School District Changes Cold Sandwich Policy After Backlash

May 10, 2019 Updated: May 10, 2019

WARWICK, Rhode Island—A Rhode Island school district reversed its decision to start serving cold sandwiches instead of hot lunches next week to students whose families owe lunch money.

Warwick Public Schools had said it would serve sunflower butter and jelly sandwiches to students whose families are in arrears beginning on Monday, May 13, sparking a public backlash and upsetting the mayor, who asked the school committee to reconsider. The district said it was owed about $77,000 for lunches and couldn’t absorb more debt.

Some parents have since set up an online fundraiser to cover the outstanding debts.

“The Warwick Public School System has an outstanding balance of $77,000 for unpaid school lunches,” said the fundraiser description. “Let’s come together and pay it for the kids, so no one has to be singled out and embarrassed by being denied hot lunch.”

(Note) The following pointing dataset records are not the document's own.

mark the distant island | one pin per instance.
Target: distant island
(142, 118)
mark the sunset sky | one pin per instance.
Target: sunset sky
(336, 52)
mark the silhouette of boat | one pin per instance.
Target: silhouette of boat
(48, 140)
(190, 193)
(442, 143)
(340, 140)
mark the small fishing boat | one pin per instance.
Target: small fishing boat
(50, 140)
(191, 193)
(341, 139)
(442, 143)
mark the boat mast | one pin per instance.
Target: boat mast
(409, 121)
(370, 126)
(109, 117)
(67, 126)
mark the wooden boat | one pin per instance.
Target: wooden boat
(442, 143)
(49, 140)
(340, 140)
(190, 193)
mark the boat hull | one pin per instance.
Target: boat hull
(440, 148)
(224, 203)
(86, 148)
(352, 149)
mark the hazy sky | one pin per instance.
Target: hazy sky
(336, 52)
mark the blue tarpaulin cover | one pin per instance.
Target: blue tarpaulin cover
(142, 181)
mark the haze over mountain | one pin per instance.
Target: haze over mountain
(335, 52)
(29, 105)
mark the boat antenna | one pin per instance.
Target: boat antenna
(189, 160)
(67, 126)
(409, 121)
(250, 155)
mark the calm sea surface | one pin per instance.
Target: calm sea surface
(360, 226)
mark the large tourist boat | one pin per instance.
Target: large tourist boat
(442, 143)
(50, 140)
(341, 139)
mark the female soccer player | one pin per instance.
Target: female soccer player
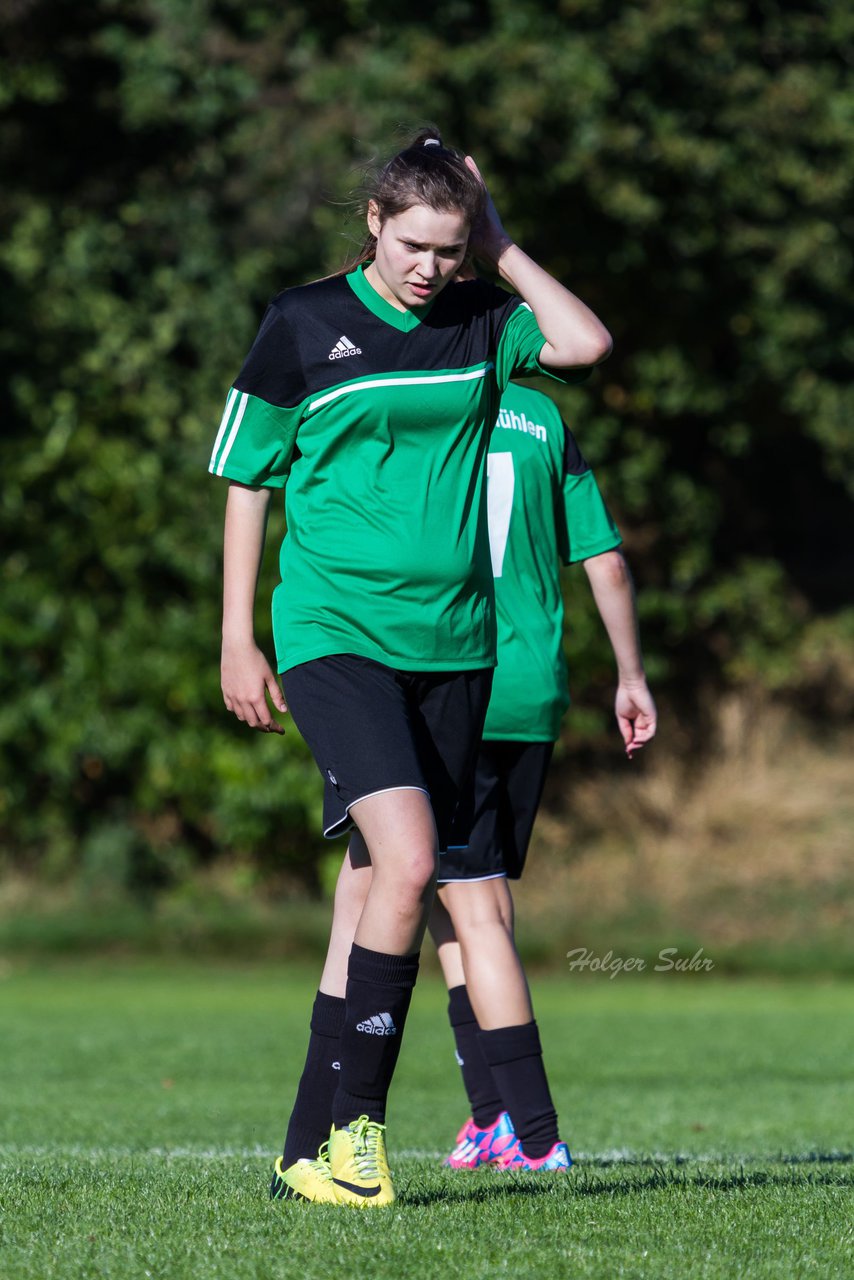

School Committee Chairwoman Karen Bachus said Wednesday on Facebook that committee members have now recommended that students get their choice of lunch regardless of their account status. About 1,650 students owed money as of last Friday.

About 70 percent of those students are not enrolled in the program for free or reduced price lunches, Bachus added.

All public schools in Rhode Island are mandated by state law to provide lunches, and nearly 70 percent of those meals are served for free or at a reduced price.

Warwick, Rhode Island. (Screenshot/Google Maps)

To qualify for free meals, children must come from families with an income below 130 percent of the “poverty level.”

Reduced price meals ($.40 or less) are available for those at 130-185 percent of the poverty level.

Above this level, the school or institution sets the price.

Bachus said they’re also working with attorneys on a way to accept donations to help settle lunch debt, after a local restaurant owner, Angelica Penta, said the district twice turned down the offer to donate $4,000.

“They don’t want parents getting upset if their child’s lunch gets paid for, but if they are going through hard times they may need help,” she wrote on Facebook. “I come up with several different ideas and they were all shut down. Please if anyone has any ideas how we can stop this please let me know.”

Penta was one of many people who weighed into the intense debate on social media.

While some labeled it as “food shaming” the poor, other parents encouraged each other to help settle any outstanding debts with donations.

About $14,000 was collected from families with outstanding balances this week, after the cold sandwich policy was announced, Bachus said.

She said they’re seeking to find a balance between being fiscally responsible and ensuring that all students get a healthy, nutritious lunch.

School children pick up their lunches from the cafeteria. (Mark Ralston/AFP/Getty Images)

Critics say such lunch debt policies shame children for something outside of their control. Pending legislation would change state law making free hot lunches available for all students regardless of income.

Epoch Times reporter Simon Veazey contributed to this article.